Я не смог заговорить сразу, а стал искать какие-то обходные пути. Заговорили почему-то о Набокове, об «Аде», я даже обрадовался, что как раз через «Аду», маленькую девочку, подступлюсь к теме. А поэтесса вдруг заморгала сильно-сильно и сказала, что ничего особенного в «Аде» нет, что «Ада» — только слой нефти на поверхности моря, только старый коврик, покрывающий неубранные глубины, а гости уже на пороге…
А он подошел, взял ее при всех за руку и сказал:
— Ты не права. «Ада» — слой светлой холеной водки, отделенной ножом от шерстяного, домашней вязки томатного сока в коктейле «Кровавая Мэри».
Наши мамы танцевали и не обращали на нас внимания. Они покупали вещи, чтобы не было войны. Во дворе сохло белье, и мы были такими худыми, что могли заменить собой любую выбитую в драке доску забора.
Вот у поэтессы и родился мальчик. Никто ничего не замечал, а потом родился мальчик. Все были страшно разочарованы. Наши мамы наперебой стали вспоминать ужасное прошлое, когда запрещены были аборты, и когда одна из них, сейчас не помню кто, сняла со стены часы с маятником, отковыряла маятник и засунула его в себя, чтобы вызвать кровотечение.

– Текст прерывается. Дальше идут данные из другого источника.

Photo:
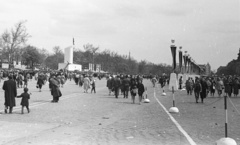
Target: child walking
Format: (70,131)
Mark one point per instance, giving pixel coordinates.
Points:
(25,97)
(93,85)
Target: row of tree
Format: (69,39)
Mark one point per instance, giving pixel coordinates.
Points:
(14,48)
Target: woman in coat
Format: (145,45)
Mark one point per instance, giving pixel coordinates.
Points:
(133,89)
(40,82)
(204,85)
(86,84)
(55,91)
(219,86)
(140,90)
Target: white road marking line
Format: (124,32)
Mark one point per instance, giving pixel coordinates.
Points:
(190,140)
(39,103)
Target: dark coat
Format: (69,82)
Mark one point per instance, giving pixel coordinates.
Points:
(116,83)
(40,81)
(55,91)
(10,89)
(140,89)
(25,97)
(204,85)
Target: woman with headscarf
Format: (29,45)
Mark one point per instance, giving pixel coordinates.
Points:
(204,85)
(55,90)
(86,84)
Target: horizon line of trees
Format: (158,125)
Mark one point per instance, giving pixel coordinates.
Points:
(14,47)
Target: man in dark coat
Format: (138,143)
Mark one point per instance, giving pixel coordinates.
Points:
(55,91)
(116,85)
(126,85)
(10,89)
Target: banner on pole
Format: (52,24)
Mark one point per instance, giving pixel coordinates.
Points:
(173,83)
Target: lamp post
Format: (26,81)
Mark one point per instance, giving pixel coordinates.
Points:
(180,59)
(185,61)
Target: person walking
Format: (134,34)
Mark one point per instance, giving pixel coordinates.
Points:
(133,90)
(86,84)
(126,85)
(141,90)
(24,102)
(180,83)
(116,86)
(10,88)
(40,82)
(203,93)
(55,90)
(93,85)
(236,87)
(197,89)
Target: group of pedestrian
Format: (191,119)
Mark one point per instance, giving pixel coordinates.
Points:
(10,92)
(126,84)
(208,86)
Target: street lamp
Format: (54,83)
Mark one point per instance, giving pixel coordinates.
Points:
(180,59)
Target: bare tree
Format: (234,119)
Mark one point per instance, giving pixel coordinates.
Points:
(13,40)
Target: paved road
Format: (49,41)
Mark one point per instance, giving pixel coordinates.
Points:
(85,118)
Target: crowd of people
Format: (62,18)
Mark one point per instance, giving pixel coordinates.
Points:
(125,84)
(207,86)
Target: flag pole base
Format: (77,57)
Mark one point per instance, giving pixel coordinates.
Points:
(226,141)
(173,110)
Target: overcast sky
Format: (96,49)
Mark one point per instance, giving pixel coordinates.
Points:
(208,29)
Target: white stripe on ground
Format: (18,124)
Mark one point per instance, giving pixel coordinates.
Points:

Поэтесса никому ничего не сказала и поселилась одна в деревянном доме на окраине города, предназначенном на снос. Туда не ходил никакой транспорт, только трава могла туда добраться, подорожник например, и то у него уставали и затекали ноги. А писатель принужден был тогда оставаться в центре города, поскольку он тогда как раз опубликовал свой первый рассказ и ждал отклика критики. Но никакого отклика не было. Он ждал, ждал, а потом стал кричать, что теперь доволен полностью и окончательно, потому что удача ему теперь не страшна, потому что не будет удачи.
Ну, я тоже был занят, я уже начал сотрудничать понемногу с нашей уважаемой газетой «На краю» и пошел проведать поэтессу только через год. А она была с маленьким сыном в больнице. И ее маленький сын в больнице умирал.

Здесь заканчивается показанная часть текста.